Week 44 Brightside Farm Sanctuary (Australia)

 

pig suit.jpg
Mmm..looks delicious.  We should honour its life by eating every part from nose to tail!

I have watched the first two episodes of For the Love of Meat on SBS.

I have certainly learnt a lot from the first two episodes on chickens/pigs.

 

 

Brightside Farm Sanctuary was featured in the second episode.  I know all animals are much smarter than we give them credit for, but I wasn’t entirely convinced by an experiment in the show that a pig was using its keen intelligence rather than its keen sense of smell!

Speaking of sense of smell, we humans always devise tests by our standards.  Imagine how hopelessly we would perform in tests created to animals’ standards.  A dog knows exactly  what its humans have been up to, while we can be totally oblivious to an affair that is going on, literally under our noses.  Smell is the only sense that tells the story of the past and present.  Imagine how different our society would be if we had an even half decent sense of smell?

Flight? We covet it so much we created fancy machines to indulge us with it.  Then we put creatures that nature designed to fly in tiny cages.

Lucky there are some good ones amongst us…like Emma Haswell, founder of Brighstside in Tasmania’s Huon Valley.

brightside2

______________________________________________________

brightside

Brightside Farm Sanctuary

Brightside Farm Sanctuary offers a permanent home to over 250 farm animals and companion animals.
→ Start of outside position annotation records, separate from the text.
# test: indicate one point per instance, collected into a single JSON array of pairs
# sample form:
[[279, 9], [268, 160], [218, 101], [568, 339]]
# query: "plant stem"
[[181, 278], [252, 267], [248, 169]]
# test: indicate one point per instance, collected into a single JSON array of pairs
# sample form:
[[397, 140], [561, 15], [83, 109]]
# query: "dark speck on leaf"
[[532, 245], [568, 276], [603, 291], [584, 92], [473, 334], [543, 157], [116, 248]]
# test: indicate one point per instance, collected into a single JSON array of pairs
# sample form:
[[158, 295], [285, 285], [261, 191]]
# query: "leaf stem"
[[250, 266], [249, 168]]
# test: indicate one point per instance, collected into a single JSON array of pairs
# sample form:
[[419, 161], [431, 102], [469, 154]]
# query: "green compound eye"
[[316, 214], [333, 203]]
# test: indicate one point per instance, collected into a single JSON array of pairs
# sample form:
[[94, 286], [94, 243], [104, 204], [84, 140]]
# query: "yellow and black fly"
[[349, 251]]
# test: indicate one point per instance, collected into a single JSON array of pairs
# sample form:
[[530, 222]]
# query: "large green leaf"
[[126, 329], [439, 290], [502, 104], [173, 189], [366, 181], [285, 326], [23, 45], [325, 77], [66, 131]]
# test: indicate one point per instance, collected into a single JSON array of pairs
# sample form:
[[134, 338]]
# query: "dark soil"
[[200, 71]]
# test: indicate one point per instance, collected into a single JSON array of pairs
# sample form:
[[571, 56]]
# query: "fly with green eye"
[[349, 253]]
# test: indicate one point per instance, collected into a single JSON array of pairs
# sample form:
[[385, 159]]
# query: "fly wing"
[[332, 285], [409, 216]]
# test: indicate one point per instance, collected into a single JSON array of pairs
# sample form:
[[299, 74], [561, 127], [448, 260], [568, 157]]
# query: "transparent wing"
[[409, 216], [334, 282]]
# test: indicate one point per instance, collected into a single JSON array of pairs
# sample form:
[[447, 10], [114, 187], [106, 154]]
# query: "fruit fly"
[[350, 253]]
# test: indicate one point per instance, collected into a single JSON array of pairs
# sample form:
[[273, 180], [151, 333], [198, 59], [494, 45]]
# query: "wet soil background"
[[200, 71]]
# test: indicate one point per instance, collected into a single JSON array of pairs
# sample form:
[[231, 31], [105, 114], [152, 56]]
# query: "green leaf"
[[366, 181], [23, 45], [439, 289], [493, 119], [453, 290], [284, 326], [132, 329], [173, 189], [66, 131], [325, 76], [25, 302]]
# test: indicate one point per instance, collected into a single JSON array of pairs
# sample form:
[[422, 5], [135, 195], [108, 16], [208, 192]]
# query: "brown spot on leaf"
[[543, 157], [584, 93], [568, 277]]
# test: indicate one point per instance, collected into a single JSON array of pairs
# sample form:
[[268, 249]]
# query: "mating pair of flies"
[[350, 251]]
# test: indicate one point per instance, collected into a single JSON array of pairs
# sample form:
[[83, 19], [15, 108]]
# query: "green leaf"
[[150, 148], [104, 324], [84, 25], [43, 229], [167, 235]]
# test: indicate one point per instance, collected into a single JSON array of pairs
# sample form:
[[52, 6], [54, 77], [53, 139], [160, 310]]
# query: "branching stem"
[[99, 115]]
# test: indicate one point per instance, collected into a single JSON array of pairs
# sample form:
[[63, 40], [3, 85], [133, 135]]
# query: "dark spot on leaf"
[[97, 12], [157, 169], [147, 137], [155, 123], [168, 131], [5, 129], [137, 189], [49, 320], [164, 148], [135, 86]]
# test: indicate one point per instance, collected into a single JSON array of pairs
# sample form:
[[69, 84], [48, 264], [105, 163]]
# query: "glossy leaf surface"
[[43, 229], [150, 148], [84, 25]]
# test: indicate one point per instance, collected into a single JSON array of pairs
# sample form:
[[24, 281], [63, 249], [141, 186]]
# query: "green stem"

We rescue and rehome 300 to 500 animals each year, placing them in approved loving homes.

Many of the animals Brightside gives help to have been rescued from appalling cruelty, while others were no longer able to stay in their previous homes due to unforseen circumstances.

_______________________

Turkeys are completely underestimated.  They are wonderful individuals.  I am really happy to see that Owen is being given a chance to speak up for his brothers and sisters.

There is plenty of more great information to be found on the Brightside site.

Featured animal: Owen

owen

Owen was rescued from a factory farm when he was about 5 weeks old. We were shocked to find he and his friends were missing the ends of their toes as they had been cut off as had the tips of his beaks. This is standard practice in the turkey farming industry. No sedation or pain relief is given to these poor little baby birds. Thankfully he and his friends can still walk and perch. Owen’s favourite food is watermelon which he absolutely loves.

The voice calling for an end to cruelty must never waver, it must never get disheartened, it must keep revealing the truth, because in the end, when good people unite they can end even the most terrible injustice.WILLIAM WILBERFORCE.